宋浔珏并没有犹豫,“朝隐宗那么多长老不是也没有护住我吗?”
“我要怎么相信神女宫的人会护住安阳国的普通民众呢?”
当初无论是刺杀的事情,还是老祖宗对他动手的事情,都没有人站出来帮他。
就足以证明他已经被朝隐宗抛弃了。
宿泱打量着他,眼里的审视几乎要化为实质,“没想到你还没蠢到无可救药。”
宋浔珏抬头觑了她一眼,并没有将她的话放在心上,“人都是自私的。”
“我不傻,只是难免愧疚,安阳国的那些百姓都是无辜的,若不是因为我,他们也不会遭此横祸。”
“他们本可以幸福的生活下来,跟自己的家人,我要怎么能不愧疚?”
“我只是想还他们一个普通安定的生活,若你觉得我蠢,那我便蠢吧。”
宋浔珏在心中补了一句。
他觉得他自己不蠢。
宿泱眼中带着几分明晃晃的讥讽,“还说你不蠢。
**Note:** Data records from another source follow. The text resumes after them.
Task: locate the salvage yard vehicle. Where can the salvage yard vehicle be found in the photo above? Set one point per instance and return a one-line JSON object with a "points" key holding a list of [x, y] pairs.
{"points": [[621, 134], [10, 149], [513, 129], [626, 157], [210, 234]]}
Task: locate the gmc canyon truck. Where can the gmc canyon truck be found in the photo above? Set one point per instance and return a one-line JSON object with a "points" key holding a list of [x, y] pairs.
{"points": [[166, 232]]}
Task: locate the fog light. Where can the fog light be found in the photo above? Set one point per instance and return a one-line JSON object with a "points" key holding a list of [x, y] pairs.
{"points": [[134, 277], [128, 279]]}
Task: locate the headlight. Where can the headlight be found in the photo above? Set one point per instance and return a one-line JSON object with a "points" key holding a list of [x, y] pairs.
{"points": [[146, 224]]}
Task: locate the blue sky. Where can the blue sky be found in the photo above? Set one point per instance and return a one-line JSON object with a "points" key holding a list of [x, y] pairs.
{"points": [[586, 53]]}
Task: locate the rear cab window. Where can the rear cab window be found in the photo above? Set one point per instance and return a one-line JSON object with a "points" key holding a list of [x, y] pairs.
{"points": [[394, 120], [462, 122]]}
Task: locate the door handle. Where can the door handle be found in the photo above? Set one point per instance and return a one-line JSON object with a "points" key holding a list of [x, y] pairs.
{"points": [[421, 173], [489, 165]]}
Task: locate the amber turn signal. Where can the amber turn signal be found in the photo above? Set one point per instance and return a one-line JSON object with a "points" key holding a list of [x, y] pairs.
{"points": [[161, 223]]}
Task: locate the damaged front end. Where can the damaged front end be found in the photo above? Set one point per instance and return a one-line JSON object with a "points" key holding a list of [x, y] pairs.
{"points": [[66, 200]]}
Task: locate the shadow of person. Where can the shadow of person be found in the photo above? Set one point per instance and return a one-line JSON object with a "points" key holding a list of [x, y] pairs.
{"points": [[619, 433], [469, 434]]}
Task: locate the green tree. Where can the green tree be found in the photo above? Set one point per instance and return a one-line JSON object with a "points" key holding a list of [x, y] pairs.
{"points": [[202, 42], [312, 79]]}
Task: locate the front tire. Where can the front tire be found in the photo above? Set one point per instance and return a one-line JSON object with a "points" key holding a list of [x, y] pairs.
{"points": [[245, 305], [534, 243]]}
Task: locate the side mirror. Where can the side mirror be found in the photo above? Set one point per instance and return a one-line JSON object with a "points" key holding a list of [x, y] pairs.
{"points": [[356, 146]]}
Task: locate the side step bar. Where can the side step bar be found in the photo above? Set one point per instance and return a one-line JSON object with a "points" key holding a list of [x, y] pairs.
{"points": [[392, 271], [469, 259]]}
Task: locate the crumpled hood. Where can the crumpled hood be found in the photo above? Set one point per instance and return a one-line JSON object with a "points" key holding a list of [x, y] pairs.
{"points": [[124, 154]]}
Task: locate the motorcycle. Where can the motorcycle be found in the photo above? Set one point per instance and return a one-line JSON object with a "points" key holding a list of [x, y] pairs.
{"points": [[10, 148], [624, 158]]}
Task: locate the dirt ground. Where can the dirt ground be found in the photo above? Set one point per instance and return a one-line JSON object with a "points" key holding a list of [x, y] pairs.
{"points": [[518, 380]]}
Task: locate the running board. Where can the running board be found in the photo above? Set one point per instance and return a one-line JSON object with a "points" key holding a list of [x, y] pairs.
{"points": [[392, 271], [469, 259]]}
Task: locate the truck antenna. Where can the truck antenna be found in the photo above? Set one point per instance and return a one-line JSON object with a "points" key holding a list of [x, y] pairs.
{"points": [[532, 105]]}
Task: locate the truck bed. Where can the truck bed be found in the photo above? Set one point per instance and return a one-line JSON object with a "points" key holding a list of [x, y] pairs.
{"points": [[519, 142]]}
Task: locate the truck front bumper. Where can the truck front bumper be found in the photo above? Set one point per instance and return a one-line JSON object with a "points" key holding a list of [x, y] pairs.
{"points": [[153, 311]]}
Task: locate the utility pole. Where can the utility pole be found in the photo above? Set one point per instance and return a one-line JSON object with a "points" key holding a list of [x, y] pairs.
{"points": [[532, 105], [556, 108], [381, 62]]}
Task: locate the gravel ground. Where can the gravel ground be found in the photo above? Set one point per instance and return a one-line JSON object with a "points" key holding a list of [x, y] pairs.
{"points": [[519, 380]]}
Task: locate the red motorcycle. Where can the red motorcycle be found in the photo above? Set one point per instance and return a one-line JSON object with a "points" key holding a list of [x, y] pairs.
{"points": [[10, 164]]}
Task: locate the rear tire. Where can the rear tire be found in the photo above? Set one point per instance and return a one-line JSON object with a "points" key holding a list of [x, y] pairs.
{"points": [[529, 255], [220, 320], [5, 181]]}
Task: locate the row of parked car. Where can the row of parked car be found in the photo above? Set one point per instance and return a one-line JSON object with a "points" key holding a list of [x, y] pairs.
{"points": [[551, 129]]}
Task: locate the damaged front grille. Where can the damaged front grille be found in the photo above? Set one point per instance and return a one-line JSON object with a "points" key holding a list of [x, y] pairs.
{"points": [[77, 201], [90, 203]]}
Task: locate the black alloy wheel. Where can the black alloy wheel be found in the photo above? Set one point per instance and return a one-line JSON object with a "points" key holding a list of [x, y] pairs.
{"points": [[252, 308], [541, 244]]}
”
宋浔珏瞪大了眼睛,困惑又愤然,“你又偷听我的心声!”
宿泱嗤笑一声,“我需要偷听?“
“蠢货,你懂什么?就算没有你,他们最终也是要死的。”
“你的存在不过是让他们的死提前了。”
宋浔珏一愣,“什么意思?什么叫做我的存在不过只是让他们的死提前了?”
宿泱慵懒的坐在椅子上,脸上覆满冰霜,眼尾往上抬,光影之中,眼底却是一片深渊。
“因为这个世界不会存在太久的,他们都会死。”
“连你,都会死。”
“就算是你惦记了好几年的仇人,石枫他也会死。”
她不会出现了
宋浔珏一怔,满是不解,心中却隐隐升起了一个可怖的念头,“我不懂,为什么他们都会死?”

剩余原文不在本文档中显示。